I’m happy when I see my friends
They are wonders that never end,
In this world, to thrive,
They are remedies for a boring life
When our tro’bles are much and all,
Friends, they make it small,
A problem shared is a problem solved
Only if love is involved.
O when they call my name
I feel blessed with a little fame,
A wonderful feeling of being known
Flits through the hollows of my bones,
Our hearts sing a song so sweet
This makes us smile anytime we meet,
Life’s no longer difficult
While we laugh and forget our faults,
True, a faithful friend is not a curse
And a bad one makes life worse;
I’d rather sail with my friends on a ship,
Than trek all alone through life trip.
To Awe Mother
The wind nev’r ceases to blow,
And so is a mother’s love you know,
Like the moon that nev’r leaves the earth
So she was with me from birth;
And just as the river fills the oceans with water
In this manner, she fill’d me with milk and laughter
Mama, as gentle as a dove,
I’m quite sure that you are from above.
With these great works that you’ve done,
Anyone,
Even, the blind, can tell
That, certainly, papa chose well


Both are good but i really liked the one for Mama. Mothers are really supreme
. Good job!
interesting… friends are sweet but Mums are d sweetest!
Really nice piece… also invite NS critics for you to get better…..
…and fathers also. Tnxs guys.
Let me come in here:
“When our tro’bles are much and all,
Friends, they make it small,
A problem shared is a problem solved
Only if love is involved [.]
O when they call my name [!, you can as well put a 'h' to 'o' just to lengthen]
I feel blessed with a little fame,
A wonderful feeling of being known
Flits through the hollows of my bones” (sweeps me like a mower in the lawn)

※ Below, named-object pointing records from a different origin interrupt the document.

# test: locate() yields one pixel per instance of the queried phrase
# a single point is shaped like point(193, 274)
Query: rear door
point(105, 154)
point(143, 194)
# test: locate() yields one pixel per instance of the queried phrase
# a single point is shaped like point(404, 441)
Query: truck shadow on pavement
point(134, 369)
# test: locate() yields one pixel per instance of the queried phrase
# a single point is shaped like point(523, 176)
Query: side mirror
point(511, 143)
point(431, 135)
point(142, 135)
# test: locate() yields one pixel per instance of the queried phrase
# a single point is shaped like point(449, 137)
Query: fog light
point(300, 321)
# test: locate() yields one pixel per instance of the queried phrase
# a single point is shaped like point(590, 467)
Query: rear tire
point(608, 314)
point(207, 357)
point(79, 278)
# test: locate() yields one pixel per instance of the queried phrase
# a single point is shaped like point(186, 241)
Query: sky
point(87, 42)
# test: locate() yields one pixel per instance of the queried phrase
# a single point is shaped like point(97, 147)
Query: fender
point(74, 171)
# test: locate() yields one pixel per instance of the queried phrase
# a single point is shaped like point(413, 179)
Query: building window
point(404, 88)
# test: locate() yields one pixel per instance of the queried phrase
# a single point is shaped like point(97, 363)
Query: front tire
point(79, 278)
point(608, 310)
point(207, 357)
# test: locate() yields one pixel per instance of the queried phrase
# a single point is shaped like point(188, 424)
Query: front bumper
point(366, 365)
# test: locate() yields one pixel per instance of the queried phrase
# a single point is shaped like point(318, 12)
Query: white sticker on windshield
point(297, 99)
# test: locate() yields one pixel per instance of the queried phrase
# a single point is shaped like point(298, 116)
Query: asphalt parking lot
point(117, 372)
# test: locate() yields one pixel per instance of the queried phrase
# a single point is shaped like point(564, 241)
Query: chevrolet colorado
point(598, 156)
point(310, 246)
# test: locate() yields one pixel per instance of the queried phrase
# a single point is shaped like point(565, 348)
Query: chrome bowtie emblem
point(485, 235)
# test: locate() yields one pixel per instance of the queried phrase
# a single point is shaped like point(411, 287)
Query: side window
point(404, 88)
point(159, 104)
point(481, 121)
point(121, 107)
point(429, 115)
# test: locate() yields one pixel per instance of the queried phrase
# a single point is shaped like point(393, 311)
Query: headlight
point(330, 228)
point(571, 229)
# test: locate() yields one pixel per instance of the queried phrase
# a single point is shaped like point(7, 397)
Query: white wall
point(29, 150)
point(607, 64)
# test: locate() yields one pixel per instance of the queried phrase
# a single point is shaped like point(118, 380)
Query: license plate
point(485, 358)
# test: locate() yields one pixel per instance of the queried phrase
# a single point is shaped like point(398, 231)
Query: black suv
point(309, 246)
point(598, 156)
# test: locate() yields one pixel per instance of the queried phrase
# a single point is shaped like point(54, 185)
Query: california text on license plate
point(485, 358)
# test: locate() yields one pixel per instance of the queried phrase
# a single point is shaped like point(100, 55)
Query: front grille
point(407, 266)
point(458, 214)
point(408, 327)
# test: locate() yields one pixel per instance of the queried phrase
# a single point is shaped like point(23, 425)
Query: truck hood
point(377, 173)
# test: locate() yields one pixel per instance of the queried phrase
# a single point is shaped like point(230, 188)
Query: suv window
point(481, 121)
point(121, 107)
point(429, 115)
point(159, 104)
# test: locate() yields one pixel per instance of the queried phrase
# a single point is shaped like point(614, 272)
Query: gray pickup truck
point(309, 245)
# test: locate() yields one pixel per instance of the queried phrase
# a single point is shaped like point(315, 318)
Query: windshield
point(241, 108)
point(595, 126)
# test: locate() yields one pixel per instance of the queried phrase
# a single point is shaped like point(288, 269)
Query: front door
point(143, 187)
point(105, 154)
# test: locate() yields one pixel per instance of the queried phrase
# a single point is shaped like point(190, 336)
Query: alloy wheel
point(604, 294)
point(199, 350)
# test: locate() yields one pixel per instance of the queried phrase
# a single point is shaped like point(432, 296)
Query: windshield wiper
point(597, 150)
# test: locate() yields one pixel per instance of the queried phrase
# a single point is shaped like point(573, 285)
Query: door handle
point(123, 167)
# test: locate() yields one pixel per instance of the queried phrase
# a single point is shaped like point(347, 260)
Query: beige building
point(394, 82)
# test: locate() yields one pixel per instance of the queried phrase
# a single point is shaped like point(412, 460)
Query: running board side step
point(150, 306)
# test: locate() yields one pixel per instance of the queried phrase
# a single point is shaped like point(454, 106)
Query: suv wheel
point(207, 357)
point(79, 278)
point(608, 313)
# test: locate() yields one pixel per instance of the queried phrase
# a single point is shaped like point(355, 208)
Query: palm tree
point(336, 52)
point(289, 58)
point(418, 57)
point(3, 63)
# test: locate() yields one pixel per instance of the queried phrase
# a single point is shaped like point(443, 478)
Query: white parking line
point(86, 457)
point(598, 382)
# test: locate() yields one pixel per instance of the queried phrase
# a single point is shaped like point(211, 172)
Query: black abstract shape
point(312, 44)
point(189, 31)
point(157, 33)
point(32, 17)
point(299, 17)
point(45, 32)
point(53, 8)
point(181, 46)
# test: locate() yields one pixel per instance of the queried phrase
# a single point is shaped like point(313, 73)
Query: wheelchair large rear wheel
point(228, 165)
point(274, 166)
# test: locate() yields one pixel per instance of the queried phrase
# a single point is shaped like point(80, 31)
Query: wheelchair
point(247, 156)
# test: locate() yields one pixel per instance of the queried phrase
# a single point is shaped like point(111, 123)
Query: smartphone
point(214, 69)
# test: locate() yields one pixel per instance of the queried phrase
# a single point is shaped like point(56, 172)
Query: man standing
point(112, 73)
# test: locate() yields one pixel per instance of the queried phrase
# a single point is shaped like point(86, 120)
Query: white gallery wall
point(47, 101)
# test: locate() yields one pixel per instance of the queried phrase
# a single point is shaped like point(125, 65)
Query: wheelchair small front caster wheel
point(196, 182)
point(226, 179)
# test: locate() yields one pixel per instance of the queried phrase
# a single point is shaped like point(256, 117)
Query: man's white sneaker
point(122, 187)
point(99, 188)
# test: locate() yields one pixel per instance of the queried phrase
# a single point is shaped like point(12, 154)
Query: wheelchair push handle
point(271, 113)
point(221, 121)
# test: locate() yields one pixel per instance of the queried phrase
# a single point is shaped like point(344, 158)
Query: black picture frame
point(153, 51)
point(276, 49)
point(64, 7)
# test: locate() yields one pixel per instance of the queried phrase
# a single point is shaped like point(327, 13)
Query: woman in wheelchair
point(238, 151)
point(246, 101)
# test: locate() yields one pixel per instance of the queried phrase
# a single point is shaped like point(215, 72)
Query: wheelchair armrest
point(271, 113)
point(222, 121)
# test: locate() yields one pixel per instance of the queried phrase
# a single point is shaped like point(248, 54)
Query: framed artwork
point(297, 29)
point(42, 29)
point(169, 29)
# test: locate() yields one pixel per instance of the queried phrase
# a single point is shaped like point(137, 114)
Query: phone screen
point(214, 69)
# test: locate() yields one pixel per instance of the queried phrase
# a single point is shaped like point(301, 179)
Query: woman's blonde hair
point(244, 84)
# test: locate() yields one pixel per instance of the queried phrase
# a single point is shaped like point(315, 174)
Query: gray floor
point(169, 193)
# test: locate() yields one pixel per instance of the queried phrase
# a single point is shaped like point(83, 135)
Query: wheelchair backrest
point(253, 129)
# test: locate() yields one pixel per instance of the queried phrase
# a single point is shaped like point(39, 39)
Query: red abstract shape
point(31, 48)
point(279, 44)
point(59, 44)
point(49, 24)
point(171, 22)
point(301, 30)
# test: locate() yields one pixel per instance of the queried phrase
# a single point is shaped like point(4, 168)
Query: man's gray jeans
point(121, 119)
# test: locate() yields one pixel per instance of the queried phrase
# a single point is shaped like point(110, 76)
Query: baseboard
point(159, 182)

The second is simple, sweet and OK!
Correction in progress… thank you very much, Ostar. Technically, ‘O’ and ‘Oh’ are the same. It’s just that ‘O’ is less frequent.
good work
Well done.
Nice…
i love the rhymes, especially of the first poem.
Gracias… You guyz are great.
Awwww…these are sweet and beautiful poems. I love the functional rhymes and the elegant simplicity of the poem that cloaks the underlying depth in the poems.
I think “life trip” in “Than trek all alone through life trip.” should be “life’s trip”
Well done ayistar. Keep improving your art.